The other day, late in the afternoon, I went for a long walk with the animals to savor the last of fall. But it didn’t really feel like fall, because I had to wear one of those hats with long ears (dumbshit hats–because you’re a dumbshit if you don’t have one) and a scarf and a heavy down coat and gloves and my Uggs. Sucked. Except the Uggs. I don’t care that they’re universally hated by men. I fucking love them.
The part that really breaks my heart is how sad and suddenly the oats field turned yellow, or gold. It looks so warm but it was freezing. The wind! Howling. I felt like it was whistling in the space between my ears and the felt interior of my hat.
I cut into the woods on this great trail that follows an old fence row up to the power lines that cut across the property. Can you see Pax? She’s so pretty. It’s hilarious to follow her through all that leaf duff because she’s so clumsy. She’s the least coordinated border collie I’ve ever known. She stumbles on logs and big old rocks. Shortly after I took this picture she sank up to her chest in a pile of leaves that had gathered in a dry creek bed.
I began passing a lot of other plants that looked like they had bag worm sacks at their feet, which is exactly what I assumed they were.
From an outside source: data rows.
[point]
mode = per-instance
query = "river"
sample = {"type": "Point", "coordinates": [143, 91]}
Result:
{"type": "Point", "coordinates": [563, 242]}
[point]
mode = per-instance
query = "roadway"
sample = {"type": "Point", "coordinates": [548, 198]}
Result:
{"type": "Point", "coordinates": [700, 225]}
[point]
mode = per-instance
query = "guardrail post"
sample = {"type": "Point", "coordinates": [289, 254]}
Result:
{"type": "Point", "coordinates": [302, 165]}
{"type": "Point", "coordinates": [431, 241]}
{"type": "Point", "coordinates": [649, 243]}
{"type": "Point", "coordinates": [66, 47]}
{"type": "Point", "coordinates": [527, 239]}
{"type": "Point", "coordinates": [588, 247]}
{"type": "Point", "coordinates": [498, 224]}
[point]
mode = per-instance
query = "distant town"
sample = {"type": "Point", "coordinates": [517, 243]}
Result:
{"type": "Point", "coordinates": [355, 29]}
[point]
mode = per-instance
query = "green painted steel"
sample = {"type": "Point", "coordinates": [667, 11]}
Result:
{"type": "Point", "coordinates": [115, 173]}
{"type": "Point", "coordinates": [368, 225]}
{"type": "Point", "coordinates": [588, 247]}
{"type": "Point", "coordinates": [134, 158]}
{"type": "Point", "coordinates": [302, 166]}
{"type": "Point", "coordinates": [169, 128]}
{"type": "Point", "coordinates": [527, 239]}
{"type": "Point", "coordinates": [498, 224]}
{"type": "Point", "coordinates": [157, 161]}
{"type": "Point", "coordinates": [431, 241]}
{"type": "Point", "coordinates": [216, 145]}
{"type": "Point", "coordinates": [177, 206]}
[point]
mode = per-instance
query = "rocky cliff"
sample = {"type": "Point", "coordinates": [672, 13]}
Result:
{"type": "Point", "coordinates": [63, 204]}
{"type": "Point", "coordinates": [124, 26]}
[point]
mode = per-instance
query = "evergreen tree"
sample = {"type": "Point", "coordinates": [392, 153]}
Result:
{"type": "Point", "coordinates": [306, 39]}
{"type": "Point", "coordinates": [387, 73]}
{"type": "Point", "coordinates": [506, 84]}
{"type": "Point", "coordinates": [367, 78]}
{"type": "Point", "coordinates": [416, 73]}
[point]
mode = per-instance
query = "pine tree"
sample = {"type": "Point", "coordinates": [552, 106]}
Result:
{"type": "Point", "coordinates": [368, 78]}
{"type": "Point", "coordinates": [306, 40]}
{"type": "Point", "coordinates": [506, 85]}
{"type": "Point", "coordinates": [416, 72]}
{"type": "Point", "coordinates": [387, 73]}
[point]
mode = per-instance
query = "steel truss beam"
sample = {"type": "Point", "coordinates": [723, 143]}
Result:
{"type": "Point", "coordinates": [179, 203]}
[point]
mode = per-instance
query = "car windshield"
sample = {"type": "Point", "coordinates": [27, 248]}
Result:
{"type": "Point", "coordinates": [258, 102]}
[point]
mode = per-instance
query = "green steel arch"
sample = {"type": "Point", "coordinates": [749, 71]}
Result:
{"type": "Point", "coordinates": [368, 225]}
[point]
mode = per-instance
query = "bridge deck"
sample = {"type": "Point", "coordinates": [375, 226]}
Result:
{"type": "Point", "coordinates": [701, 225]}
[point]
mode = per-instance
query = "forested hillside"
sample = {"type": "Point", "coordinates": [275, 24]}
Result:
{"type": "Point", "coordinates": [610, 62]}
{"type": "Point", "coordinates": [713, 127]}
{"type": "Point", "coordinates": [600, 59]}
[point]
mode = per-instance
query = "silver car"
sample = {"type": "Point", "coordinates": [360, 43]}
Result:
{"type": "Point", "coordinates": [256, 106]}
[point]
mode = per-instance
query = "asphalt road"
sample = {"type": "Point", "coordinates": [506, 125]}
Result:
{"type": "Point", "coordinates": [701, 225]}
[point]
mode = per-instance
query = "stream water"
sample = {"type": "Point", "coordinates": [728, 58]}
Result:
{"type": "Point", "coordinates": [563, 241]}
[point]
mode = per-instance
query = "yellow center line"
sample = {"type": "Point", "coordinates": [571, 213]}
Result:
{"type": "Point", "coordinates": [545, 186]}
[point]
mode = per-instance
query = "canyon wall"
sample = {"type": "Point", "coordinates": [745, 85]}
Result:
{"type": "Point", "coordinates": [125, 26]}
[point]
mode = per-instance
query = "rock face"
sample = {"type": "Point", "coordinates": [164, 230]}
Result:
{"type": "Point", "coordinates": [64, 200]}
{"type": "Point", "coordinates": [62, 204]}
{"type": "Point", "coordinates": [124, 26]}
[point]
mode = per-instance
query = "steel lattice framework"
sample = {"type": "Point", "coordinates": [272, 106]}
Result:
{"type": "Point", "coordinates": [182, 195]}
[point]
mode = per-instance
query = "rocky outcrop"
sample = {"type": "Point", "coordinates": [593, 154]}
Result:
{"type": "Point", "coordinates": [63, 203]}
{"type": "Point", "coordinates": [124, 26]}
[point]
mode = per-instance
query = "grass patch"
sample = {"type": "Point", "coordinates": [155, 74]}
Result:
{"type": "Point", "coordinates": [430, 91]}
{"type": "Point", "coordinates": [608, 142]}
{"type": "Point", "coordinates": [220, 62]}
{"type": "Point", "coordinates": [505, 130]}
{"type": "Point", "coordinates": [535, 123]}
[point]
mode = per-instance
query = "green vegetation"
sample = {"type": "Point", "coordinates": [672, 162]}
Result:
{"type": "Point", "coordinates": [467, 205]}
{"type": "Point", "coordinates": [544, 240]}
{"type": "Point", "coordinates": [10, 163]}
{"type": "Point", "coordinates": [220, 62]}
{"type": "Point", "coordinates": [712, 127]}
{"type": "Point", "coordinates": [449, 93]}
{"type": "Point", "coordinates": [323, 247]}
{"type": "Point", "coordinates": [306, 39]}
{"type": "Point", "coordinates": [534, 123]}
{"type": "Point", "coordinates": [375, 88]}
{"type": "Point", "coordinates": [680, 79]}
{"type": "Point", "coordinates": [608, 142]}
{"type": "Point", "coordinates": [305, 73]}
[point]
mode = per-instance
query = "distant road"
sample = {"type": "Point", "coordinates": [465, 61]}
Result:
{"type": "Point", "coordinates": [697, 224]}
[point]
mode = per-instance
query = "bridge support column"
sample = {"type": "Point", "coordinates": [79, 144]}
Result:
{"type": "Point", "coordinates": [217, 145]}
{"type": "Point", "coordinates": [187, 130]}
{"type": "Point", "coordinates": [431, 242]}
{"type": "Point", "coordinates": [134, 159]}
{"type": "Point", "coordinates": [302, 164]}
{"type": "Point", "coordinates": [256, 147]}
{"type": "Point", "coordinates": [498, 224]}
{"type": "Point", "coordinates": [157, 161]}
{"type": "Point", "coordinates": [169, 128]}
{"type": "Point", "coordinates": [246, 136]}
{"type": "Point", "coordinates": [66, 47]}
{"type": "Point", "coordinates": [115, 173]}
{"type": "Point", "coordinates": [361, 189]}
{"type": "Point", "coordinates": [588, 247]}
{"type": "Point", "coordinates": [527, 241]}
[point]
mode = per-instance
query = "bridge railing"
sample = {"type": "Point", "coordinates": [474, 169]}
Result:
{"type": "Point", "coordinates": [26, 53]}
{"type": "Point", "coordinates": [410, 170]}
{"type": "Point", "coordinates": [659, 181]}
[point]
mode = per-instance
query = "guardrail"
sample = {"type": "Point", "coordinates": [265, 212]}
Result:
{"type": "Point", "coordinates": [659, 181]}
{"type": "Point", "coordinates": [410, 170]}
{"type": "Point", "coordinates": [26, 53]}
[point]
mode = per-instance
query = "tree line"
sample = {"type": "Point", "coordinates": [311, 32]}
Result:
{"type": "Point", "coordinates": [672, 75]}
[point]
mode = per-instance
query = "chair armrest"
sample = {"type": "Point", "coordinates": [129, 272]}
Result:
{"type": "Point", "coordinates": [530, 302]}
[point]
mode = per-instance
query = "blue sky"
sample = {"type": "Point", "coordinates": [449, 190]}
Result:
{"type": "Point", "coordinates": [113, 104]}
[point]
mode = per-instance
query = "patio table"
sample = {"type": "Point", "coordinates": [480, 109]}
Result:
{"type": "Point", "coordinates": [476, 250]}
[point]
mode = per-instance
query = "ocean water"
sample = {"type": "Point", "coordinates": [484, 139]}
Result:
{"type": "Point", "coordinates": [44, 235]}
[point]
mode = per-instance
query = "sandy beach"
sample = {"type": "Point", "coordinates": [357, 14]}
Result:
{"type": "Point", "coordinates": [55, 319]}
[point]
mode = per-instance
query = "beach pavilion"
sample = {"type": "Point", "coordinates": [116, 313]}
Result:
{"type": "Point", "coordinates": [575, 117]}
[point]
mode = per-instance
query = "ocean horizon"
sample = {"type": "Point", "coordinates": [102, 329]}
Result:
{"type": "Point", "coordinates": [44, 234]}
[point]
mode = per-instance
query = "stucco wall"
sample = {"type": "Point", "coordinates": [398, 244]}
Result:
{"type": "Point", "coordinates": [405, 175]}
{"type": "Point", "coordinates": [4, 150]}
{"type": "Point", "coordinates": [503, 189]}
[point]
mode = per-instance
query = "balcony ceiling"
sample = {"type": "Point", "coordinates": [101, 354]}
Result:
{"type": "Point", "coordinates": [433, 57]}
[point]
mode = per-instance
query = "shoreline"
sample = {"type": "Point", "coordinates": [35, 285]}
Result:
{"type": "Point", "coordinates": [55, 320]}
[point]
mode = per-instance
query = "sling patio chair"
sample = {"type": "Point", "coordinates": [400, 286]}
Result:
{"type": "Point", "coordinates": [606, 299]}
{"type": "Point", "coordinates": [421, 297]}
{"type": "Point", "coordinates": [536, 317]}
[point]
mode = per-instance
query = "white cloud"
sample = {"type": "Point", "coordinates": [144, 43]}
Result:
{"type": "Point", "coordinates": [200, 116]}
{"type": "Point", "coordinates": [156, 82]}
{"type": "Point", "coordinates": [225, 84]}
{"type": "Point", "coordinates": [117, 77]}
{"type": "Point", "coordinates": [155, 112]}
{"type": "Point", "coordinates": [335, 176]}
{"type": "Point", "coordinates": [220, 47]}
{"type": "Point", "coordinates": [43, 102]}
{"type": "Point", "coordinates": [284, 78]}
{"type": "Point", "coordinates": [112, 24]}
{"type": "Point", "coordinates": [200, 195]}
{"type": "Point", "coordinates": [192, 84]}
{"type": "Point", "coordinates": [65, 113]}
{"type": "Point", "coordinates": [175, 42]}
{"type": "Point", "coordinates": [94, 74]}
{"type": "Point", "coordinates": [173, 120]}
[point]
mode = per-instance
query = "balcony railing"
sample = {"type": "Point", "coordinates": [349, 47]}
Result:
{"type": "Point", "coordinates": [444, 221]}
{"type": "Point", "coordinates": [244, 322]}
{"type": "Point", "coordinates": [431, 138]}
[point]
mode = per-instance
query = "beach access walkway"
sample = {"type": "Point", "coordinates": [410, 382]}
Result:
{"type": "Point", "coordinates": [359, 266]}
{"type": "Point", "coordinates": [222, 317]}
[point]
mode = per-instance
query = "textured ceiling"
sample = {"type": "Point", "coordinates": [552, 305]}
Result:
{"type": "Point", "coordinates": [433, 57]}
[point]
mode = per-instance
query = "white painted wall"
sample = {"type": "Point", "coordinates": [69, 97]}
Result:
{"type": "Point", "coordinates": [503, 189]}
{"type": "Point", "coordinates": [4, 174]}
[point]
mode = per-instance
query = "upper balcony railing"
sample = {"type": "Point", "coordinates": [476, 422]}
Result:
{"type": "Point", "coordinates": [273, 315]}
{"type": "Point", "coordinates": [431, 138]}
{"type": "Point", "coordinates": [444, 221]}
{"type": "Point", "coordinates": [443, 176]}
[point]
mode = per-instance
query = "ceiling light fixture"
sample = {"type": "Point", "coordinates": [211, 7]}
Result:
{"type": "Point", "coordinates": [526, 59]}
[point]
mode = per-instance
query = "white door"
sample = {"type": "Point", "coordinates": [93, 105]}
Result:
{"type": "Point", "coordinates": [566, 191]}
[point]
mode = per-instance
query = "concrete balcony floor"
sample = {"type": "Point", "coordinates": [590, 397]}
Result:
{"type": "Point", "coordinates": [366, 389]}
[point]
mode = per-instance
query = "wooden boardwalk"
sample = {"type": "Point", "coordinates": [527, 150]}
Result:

This next bit makes me feel extremely stupid, because it wasn’t until the near the end of my walk when I’d looped through the woods back around to the house that I finally stopped to observe the white fluff stuff. I knelt down next to a single cluster and literally said out loud, “That’s so weird, it really does look like ice, but it can’t be!” And then I reached out to touch it, expecting it to stick to my gloves like cobwebs. It shattered under the weight of my gloved fingertip.
I finally broke off a little piece for closer observation. It really was ice. Really! I’d never seen anything like it. In all my time in Alaska, in all my time at high elevations, never, ever, once, have I seen something like this.
After, I saw them everywhere, all through the woods, like little dropped napkins.
The next day, the local newspaper ran an article on some lady in Kansas or something who’d seen this “extremely rare natural event called frost flowers.” Nobody seems to be able to say for sure, but scientists venture that when a suddenly cold snap occurs, the water bursts up from the roots, or something. I guess they’re more common early in the morning and tend to fade as the sun comes out, but it just didn’t warm up enough to do that in this case. They stayed all day.
And, like so many “rare events,” the comment stream on the article went crazy with stories from hundreds of people in the area who had also seem the frost flowers. We are a collective. Like I said in my 100th post, story is important. It shows us that we’re not alone.